Different providers may excel at different tasks. You can map task types to the most appropriate preset, routing creative writing to one model and code generation to another:

<?php

use Cognesy\Messages\Messages;
use Cognesy\Polyglot\Inference\Inference;

class TaskRouter {
    private array $routes = [
        'creative' => 'anthropic',
        'factual'  => 'openai',
        'code'     => 'gemini',
        'default'  => 'openai',
    ];

    public function ask(string $question, string $taskType = 'default'): string {
        $preset = $this->routes[$taskType] ?? $this->routes['default'];

        return Inference::using($preset)
            ->withMessages(Messages::fromString($question))
            ->get();
    }
}

$router = new TaskRouter();

echo $router->ask('Write a short poem about the ocean.', 'creative');
echo $router->ask('What is the capital of France?', 'factual');
echo $router->ask('Write a PHP function to reverse a string.', 'code');

Tip: You can combine cost-aware and task-based routing. For example, use a cheap local model for simple factual lookups but route complex creative tasks to a premium cloud provider.

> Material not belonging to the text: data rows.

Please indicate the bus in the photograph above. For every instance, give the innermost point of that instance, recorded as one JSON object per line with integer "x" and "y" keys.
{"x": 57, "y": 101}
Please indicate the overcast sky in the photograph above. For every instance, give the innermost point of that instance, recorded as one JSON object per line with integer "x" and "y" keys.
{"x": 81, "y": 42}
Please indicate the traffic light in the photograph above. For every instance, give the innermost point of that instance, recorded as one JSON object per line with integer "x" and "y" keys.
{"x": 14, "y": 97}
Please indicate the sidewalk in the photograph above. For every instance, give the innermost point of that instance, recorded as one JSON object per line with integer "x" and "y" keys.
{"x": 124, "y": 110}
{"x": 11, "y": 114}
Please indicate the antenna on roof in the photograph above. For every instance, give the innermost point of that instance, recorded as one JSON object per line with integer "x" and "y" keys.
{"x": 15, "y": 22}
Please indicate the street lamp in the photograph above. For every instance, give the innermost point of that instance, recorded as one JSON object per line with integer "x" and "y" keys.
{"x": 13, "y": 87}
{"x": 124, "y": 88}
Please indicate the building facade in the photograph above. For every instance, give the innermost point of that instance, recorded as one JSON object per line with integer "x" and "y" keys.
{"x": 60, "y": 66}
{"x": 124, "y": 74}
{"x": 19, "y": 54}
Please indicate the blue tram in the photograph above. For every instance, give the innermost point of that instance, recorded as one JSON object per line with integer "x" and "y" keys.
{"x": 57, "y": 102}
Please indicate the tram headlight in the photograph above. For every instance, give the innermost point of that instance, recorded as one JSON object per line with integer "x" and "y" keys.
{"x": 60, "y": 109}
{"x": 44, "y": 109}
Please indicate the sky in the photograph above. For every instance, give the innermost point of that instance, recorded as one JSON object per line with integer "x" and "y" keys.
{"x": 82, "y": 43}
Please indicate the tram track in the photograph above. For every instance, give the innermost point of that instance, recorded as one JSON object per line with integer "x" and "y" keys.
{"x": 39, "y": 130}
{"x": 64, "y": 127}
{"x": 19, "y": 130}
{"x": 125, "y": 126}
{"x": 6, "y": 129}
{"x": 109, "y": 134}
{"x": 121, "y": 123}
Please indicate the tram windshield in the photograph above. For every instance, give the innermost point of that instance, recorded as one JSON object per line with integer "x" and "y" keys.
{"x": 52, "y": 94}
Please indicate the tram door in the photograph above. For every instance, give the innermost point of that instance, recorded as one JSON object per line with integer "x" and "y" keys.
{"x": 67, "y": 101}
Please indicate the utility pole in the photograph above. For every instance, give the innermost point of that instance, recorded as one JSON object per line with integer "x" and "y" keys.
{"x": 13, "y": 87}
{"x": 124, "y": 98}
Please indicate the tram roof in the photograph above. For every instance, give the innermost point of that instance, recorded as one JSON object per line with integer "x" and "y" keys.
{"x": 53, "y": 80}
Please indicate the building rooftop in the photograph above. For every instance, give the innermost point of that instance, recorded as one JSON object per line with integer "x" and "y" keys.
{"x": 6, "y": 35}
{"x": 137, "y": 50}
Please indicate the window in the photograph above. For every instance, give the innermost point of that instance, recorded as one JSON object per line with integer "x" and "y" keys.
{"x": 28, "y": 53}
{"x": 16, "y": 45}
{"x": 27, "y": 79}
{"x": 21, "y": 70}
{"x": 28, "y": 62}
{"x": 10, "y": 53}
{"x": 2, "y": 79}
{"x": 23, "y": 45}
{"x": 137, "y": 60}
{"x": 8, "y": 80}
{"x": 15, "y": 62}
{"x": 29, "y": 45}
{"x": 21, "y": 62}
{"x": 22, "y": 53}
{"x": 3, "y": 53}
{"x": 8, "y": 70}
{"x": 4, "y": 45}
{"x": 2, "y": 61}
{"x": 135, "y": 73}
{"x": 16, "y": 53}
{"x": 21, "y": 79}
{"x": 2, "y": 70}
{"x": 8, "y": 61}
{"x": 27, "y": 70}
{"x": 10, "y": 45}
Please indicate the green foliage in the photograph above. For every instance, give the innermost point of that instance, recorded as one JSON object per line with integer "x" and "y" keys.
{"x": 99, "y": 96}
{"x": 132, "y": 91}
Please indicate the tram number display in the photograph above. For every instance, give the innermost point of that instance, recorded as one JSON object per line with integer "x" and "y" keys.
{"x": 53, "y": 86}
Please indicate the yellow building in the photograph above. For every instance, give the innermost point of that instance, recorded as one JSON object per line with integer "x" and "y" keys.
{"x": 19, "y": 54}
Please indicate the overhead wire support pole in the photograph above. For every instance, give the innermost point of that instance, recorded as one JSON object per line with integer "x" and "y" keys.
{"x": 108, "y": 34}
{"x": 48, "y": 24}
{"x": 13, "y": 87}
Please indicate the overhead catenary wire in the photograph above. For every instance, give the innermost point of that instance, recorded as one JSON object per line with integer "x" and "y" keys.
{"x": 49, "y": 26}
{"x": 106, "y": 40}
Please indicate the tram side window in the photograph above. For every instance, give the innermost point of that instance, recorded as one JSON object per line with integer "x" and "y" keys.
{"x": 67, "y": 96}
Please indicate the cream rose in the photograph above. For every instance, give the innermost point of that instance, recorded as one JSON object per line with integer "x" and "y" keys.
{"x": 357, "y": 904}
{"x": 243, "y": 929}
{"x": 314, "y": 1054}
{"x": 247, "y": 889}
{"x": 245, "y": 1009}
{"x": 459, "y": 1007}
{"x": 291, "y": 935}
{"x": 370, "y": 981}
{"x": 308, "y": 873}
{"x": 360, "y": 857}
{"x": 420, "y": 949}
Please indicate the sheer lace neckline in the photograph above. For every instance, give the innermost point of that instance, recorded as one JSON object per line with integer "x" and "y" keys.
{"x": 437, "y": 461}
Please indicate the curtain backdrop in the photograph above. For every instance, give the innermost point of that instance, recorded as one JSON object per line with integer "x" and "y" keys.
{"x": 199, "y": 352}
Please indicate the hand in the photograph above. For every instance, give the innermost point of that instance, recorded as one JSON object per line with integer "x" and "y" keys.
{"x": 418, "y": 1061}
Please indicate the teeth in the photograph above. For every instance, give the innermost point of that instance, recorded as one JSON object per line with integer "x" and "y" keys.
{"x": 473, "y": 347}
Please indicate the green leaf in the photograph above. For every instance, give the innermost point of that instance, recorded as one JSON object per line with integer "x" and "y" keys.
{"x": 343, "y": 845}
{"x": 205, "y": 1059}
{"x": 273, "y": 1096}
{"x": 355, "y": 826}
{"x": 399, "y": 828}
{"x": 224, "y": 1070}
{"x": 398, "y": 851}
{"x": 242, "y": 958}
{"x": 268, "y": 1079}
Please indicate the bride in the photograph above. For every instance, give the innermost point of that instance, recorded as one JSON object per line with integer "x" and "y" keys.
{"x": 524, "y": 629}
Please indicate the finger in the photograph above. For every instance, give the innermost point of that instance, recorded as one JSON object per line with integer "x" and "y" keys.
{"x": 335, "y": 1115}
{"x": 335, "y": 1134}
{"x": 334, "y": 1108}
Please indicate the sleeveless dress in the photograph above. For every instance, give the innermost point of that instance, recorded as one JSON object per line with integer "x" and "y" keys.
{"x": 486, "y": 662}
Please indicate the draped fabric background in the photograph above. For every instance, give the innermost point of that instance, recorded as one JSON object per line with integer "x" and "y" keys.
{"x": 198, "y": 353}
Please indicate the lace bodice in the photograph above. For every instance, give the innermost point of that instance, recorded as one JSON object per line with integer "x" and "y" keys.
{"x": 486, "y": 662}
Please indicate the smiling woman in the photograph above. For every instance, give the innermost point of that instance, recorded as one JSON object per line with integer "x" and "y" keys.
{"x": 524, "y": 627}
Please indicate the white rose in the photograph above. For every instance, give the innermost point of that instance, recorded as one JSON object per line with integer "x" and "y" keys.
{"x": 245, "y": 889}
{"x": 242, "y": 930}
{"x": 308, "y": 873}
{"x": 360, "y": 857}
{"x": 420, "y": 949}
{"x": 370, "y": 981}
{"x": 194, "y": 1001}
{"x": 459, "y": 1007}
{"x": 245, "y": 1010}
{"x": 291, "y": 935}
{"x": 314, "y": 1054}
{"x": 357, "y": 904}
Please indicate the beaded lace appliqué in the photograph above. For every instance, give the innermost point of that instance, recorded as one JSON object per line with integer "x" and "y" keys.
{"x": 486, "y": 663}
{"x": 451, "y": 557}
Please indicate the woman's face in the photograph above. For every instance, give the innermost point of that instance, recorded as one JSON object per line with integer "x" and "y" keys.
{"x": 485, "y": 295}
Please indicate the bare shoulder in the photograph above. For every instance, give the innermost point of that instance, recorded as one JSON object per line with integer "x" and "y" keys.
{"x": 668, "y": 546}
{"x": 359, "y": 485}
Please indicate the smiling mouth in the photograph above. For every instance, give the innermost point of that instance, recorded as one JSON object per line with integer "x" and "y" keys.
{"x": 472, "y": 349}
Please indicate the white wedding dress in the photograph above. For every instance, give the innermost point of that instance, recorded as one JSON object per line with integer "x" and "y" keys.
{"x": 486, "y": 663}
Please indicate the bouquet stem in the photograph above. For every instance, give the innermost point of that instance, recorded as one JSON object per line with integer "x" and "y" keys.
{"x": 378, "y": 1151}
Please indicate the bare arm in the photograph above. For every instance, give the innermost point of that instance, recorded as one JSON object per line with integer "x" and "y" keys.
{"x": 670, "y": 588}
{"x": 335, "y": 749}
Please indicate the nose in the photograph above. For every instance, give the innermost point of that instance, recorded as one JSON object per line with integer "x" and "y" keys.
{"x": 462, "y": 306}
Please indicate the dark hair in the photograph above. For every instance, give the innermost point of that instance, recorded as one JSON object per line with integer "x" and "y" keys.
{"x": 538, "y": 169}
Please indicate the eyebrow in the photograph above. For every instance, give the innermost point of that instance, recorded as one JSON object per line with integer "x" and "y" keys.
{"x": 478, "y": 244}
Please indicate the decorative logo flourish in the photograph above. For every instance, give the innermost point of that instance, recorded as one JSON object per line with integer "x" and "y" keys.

Reusing an Inference Instance

Each call to Inference::using() loads the preset YAML and builds a new runtime. If you plan to issue many requests against the same provider, create the instance once and reuse it:

<?php

use Cognesy\Messages\Messages;
use Cognesy\Polyglot\Inference\Inference;

$inference = Inference::using('openai');

$answer1 = $inference->withMessages(Messages::fromString('What is PHP?'))->get();
$answer2 = $inference->withMessages(Messages::fromString('What is Laravel?'))->get();

Because Inference uses immutable builder methods (each call returns a new copy), sharing a single instance across concurrent requests is safe.